5) Is it correct to say that GN is "controlling" PIN localization, rather than being required for this process?

We believe both of them are correct. Examples abound in literature of the use of the term “control” in the way we have used it; a recent example is the report that retromer in Drosophila controls the localization of core planar polarity proteins (Strutt et al. 2019. Curr Biol. 29: 484–491). In that study, just as in ours, such control is inferred from abnormal protein localization in loss-of-function mutants.

6) In the subsection “Contribution of the GNOM Gene to Coordination of Tissue Cell Polarity During Arabidopsis Vein Formation”, the authors introduce several different gn alleles. What are we to take from this?

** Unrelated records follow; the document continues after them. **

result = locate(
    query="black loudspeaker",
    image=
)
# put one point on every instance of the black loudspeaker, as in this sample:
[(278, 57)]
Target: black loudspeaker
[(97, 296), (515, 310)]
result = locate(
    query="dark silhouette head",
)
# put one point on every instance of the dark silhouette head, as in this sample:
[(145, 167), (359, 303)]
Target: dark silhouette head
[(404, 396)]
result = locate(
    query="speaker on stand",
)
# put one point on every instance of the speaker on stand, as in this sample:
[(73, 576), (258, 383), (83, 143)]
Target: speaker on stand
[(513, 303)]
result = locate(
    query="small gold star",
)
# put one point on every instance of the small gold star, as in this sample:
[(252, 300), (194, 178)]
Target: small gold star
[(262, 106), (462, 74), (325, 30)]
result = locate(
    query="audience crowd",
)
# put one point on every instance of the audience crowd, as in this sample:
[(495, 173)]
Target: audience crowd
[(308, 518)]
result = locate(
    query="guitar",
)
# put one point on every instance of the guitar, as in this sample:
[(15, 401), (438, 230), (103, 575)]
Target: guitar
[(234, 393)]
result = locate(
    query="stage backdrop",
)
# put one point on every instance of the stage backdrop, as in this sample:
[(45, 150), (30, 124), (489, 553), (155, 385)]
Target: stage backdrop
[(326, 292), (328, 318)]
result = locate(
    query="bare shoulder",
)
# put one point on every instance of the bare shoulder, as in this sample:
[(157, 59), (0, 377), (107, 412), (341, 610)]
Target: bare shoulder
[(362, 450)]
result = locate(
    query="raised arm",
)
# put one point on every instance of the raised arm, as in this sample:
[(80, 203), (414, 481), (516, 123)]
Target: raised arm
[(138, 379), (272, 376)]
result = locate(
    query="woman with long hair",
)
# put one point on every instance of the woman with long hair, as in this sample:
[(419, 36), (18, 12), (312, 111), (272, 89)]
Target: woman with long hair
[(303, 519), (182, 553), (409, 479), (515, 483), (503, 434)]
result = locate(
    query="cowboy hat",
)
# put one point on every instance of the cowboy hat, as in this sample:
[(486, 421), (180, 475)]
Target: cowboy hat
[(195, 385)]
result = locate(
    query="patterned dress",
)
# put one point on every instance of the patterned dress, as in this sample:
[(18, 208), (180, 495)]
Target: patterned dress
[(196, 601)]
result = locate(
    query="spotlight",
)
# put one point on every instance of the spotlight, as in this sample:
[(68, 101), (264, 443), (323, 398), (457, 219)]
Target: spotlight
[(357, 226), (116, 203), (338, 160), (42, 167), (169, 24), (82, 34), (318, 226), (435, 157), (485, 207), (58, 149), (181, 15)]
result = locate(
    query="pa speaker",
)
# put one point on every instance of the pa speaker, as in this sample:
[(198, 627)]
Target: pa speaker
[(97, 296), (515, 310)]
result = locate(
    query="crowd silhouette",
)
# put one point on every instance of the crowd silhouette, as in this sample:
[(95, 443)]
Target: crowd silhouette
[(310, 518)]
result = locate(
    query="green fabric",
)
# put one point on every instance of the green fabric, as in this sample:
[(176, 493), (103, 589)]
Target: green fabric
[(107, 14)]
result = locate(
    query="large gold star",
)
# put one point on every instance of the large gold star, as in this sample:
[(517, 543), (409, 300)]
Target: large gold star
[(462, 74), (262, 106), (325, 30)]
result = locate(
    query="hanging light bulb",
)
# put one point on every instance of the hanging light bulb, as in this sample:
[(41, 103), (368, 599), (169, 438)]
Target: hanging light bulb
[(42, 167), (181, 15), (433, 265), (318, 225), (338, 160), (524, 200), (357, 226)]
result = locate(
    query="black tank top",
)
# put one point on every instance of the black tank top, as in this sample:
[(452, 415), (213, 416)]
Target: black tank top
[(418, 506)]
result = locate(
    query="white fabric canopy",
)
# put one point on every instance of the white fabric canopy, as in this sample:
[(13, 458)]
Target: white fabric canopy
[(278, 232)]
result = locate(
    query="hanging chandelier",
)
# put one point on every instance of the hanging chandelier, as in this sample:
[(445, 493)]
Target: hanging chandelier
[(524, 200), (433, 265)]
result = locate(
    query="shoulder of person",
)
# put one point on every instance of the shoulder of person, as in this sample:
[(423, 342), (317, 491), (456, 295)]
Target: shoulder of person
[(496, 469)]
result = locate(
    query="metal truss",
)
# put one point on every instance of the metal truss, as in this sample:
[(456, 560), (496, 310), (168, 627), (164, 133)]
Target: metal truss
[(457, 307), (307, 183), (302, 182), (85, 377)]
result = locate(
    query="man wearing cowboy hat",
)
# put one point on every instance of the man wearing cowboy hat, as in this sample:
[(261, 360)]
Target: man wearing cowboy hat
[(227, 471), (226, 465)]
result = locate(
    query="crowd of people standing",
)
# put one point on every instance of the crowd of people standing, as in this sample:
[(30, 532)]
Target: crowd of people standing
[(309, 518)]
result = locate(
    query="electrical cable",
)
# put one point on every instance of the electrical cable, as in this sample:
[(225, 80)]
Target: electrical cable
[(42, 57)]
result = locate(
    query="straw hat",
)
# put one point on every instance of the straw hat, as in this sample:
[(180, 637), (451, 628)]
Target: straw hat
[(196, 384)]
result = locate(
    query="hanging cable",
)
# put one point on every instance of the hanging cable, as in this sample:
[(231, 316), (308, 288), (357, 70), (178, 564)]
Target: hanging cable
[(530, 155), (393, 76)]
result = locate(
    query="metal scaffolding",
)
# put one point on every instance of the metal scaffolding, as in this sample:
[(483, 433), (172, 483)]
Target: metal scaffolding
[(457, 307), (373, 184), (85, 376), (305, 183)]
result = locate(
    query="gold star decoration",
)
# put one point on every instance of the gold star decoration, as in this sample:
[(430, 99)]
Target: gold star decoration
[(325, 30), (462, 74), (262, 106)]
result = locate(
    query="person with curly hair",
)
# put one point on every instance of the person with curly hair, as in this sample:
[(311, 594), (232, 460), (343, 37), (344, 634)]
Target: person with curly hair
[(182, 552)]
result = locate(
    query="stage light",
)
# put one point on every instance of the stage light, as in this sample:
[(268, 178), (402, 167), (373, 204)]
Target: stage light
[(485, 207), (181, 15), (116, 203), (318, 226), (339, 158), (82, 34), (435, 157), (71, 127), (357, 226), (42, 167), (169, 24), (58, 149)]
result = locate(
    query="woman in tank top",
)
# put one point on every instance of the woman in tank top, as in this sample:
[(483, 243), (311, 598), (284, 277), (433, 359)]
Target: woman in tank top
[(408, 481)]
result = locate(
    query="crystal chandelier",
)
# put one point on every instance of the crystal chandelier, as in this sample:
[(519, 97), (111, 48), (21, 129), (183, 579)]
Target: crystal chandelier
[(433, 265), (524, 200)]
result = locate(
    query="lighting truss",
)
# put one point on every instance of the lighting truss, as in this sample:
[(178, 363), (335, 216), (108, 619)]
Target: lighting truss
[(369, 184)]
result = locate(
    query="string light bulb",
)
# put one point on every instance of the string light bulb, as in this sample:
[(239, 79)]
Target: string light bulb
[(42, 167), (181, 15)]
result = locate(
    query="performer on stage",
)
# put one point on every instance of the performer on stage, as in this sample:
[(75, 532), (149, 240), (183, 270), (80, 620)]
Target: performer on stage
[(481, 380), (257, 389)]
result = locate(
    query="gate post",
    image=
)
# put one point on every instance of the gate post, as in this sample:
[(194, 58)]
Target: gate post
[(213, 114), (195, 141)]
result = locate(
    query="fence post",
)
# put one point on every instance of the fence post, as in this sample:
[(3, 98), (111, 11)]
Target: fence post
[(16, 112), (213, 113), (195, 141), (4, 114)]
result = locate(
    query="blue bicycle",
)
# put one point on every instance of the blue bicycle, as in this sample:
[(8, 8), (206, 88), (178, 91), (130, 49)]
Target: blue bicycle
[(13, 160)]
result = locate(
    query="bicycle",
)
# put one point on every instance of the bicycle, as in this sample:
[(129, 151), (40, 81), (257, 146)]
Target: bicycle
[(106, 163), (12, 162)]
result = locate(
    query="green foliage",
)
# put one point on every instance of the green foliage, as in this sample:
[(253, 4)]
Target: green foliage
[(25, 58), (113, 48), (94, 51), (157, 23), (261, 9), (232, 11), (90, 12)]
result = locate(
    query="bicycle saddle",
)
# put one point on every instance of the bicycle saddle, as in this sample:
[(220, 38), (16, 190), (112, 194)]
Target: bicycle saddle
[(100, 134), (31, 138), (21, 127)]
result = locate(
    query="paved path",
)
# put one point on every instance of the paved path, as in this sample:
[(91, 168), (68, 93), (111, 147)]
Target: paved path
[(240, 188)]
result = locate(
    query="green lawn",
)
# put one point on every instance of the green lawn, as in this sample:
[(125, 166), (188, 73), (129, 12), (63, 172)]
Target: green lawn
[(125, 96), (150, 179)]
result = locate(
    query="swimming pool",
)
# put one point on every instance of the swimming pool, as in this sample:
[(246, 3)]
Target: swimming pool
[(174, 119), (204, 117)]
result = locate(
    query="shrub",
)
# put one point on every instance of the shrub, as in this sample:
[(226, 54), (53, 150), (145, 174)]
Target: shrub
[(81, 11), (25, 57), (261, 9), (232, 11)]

We realize we had not been clear about this, and we appreciate the opportunity reviewer 2 has given us to clarify this important point. As it should now be clear from the revised Results section – and as also mentioned in our response to reviewer 2’s comment no. 3 – the prevailing hypothesis of coordination of tissue cell polarity and vein formation by auxin predicts that, were the vein pattern defects of gn the result of loss of polar auxin transport, auxin transport inhibition would lead to defects that fall within the vascular phenotype spectrum of gn. Therefore, to test this prediction it is essential to understand what the vascular phenotype spectrum of gn is; and to understand what the vascular phenotype spectrum of gn is, it is essential to determine the vascular phenotype of an allelic series in the GN gene, which is what we had presented in Figure 2 and had described in the text reviewer 2 refers to.